Mi sembra che ultimamente la musica italiana si stia polarizzando molto tra cantautori e musica di genere quasi opposto come la Trap o il Rap, tu cosa ne pensi?
Mi auguro e ne sono abbastanza certo che ci sia spazio ancora per il tipo di musica che faccio io. Andiamo in contro a un periodo storico in cui sembra che ci sia un grande predominio della tecnica e delle macchine in generale rispetto alle peculiarità più umane come i sentimenti. Mi auguro che ci sarà ancora spazio per chi prende una chitarra e scrive una canzone cercando di mettersi a nudo e comunicare qualcosa con i propri simili. In Italia sarebbe bello ci fosse spazio per tutto, ma spesso un genere o una moda momentanea si portano via tutta l’attenzione. Sembra che se uno non fa “quella roba” sia tagliato fuori, è una tendenza italiana. Bisognerebbe tornare a distinguere tra chi ha un approccio più artistico e personale rispetto a chi lo fa per “lavoro” o per altri scopi. Se escono 100 dischi ogni settimana non tutti possono essere dei gran dischi, bisogna saper leggere tra le righe insomma.

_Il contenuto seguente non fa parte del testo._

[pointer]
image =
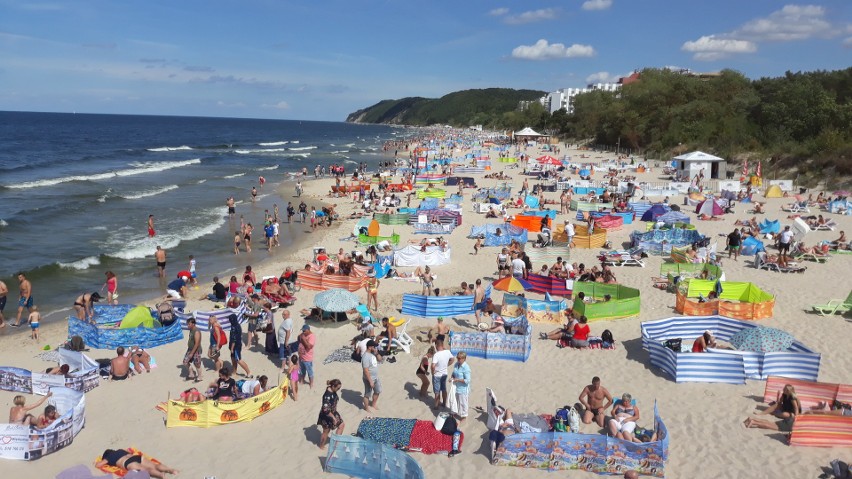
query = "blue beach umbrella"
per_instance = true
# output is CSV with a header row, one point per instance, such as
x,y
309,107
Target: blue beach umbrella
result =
x,y
336,300
762,340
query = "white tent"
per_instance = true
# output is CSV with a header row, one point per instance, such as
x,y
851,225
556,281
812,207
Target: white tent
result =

Al di là di questo 2020 un po’ sfigato penso che il tuo disco sia così bello che avrebbe bisogno di grande visibilità, io vorrei che tu diventassi famoso, lo faresti mai un Talent?
Io sono d’accordo con te (ride). Per i Talent non credo di esserci molto portato, non li giudico ma non mi ci vedo, come carattere. In ogni caso non lo farei per il successo, ma perchè potrebbe piacermi come esperienza. Molto sinceramente non è il mio scopo principale quello di diventare famoso e apprezzatissimo da tutti.
Mi capita spesso in questi giorni di chiedermi se ho imparato qualcosa dal lockdown e da questo anno assurdo che stiamo vivendo, rivolgo a te la mia domanda. Abbiamo guadagnato qualcosa?
Son molto cervellotico su tante cose, ma diciamo che ho apprezzato molto il tempo, ancora più di prima. Il tempo mi ossessiona anche nella canzone “Quando viene sera” ne parlo. Perchè è davvero la cosa più preziosa e più importante che abbiamo e devo dire che ho sempre cercato di non sottovalutarlo. Col lockdown ho riscoperto anche il bello del non far niente. Puoi leggere, ascoltare un disco, ma anche accontentarti perchè non puoi fare altro. Il tempo è una merce preziosa bisognerebbe non aspettare un lockdown per capirlo, ma siamo esseri umani e ce ne dimentichiamo.
Nella cover del disco ti vediamo investito da una folata di vento, cosa simboleggia per te?
Un momento della vita. Volevo che quella copertina trasmettesse una sensazione di scomodità. Il sole può rappresentare tante cose ci si può trovare in alcuni momenti della vita ad essere “soli al sole”, vulnerabili e visibili, non ti puoi nascondere, sei come sei e non puoi farci niente. Quando abbiamo fatto quelle foto vicino a Volterra c’era il sole ma era freddissimo. Abbiamo scelto uno degli scatti in cui sembravo più scomodo possibile, proprio per questo motivo. Ci sono momenti in cui vieni investito dal vento e dalla luce, sei come accecato, ma sono momenti che ti servono per ripartire.